Three dams showed different prediction results for wet and dry seasons. Soyangriver and Daecheong dams have better accuracy in prediction for the wet season than the dry season, whereas the Andong dam has a high prediction ability during the dry season. Therefore, it is required to use the prediction results of dam inflow considering the seasonal performance of the models presented in this study.

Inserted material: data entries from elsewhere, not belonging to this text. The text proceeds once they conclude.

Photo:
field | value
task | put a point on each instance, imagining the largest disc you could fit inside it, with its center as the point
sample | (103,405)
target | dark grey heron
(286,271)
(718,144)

This study demonstrates that the LSTM model has sufficient abilities to predict the inflow of dams using large-scale climate indices in South Korea. Although the prediction performance may be slightly lower compared to when regional data are used, the model presented in this study has sufficient value to be used for regions with temporal and spatial limitations of ground-based observatories. Even though only one data-driven model and six climate indices were used in this study, we intend to apply other types of data-driven models and indices to improve the accuracy of hydrological prediction in the future.
ACKNOWLEDGEMENTS
This research was supported by the Basic Science Research Program through the National Research Foundation of Korea (NRF) funded by the Ministry of Education (Grant Number 2022R1A6A3A01086229).
AUTHOR CONTRIBUTION
All authors contributed to the study conception and design. H.H. and H.S.K. conceptualized the study; H.H., D.K., and W.W. prepared the methodology; wrote and prepared the original draft; H.H. and D.K. did formal analysis; H.H. and W.W. prepared the theoretical background and helped in visualization; H.S.K. wrote, reviewed, and edited the article. All authors read and approved the final manuscript.
DATA AVAILABILITY STATEMENT
Data cannot be made publicly available; readers should contact the corresponding author for details.
CONFLICT OF INTEREST
The authors declare there is no conflict.